Sunday, August 16, 2009

It All Makes Sense Now

I'd been avoiding thinking about the Health Insurance Reform debate and the Town Hall meetings that came with it, mainly out of a sense that it was yet another Tempest in a Teapot, and that those commentators who said that it was really about other issues (such as the fate of working-class Whites once they became a minority) were right.

But I had been thinking about it this morning, and came to something of a Eureka! moment. Bear with me for a moment, while I lay this out. My question had become: If on the one hand, the Government Option was going to be too expensive to sustain, while on the other hand, government panels would consign older people to either euthanasia or lack of access to care to save money - where would the money go? Well-paid government employees?

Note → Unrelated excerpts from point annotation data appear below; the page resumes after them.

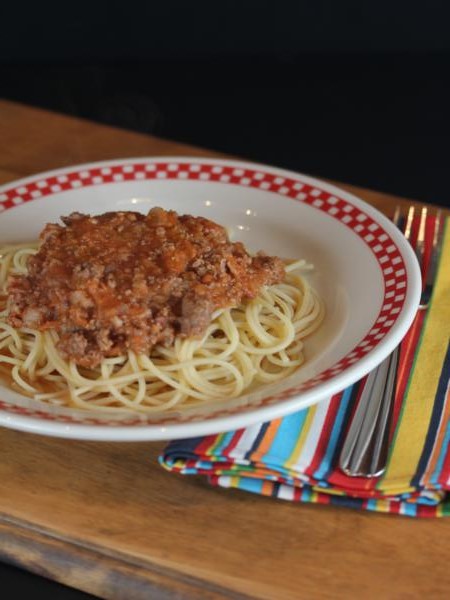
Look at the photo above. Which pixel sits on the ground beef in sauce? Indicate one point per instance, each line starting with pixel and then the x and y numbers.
pixel 126 281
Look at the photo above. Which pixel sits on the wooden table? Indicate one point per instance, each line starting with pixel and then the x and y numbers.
pixel 106 519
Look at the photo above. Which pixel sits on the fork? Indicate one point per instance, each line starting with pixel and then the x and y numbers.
pixel 365 448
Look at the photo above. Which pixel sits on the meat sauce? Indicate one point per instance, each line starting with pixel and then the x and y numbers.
pixel 126 281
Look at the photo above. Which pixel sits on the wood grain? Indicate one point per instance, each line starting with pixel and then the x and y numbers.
pixel 107 519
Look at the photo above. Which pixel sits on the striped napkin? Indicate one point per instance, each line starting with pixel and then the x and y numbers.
pixel 295 458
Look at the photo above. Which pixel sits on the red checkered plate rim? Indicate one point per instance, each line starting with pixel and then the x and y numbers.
pixel 397 264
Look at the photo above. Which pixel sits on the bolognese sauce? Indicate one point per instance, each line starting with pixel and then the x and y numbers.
pixel 126 281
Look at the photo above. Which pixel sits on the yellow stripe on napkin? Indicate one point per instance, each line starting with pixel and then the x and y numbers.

So the objection is that if a government health-insurance option were in place, it would drive all other health insurers out of business, as they couldn't compete with the pricing and/or the level of service. Once the other insurers were out of the picture, government would raise taxes to pay for the plan, as people would have no other viable options. At the same time, plan officials would be looking for ways to save money by cutting services, through blocking procedures recommended by peoples' doctors, and/or by cutting people off from the program entirely, under the idea that it wasn't cost effective to treat them. But the money savings would have to somehow disappear (presumably into the pockets of government health-care policymakers), otherwise people would push to have their premiums (taxes) lowered.

That sounds awfully familiar. I've heard that criticism of organizations before.

And then came the realization. The issue isn't necessarily that want corporate health insurance rather than government health insurance. There seems to also be a fear that a government monopoly would be just as bad, if not worse, than a corporate one.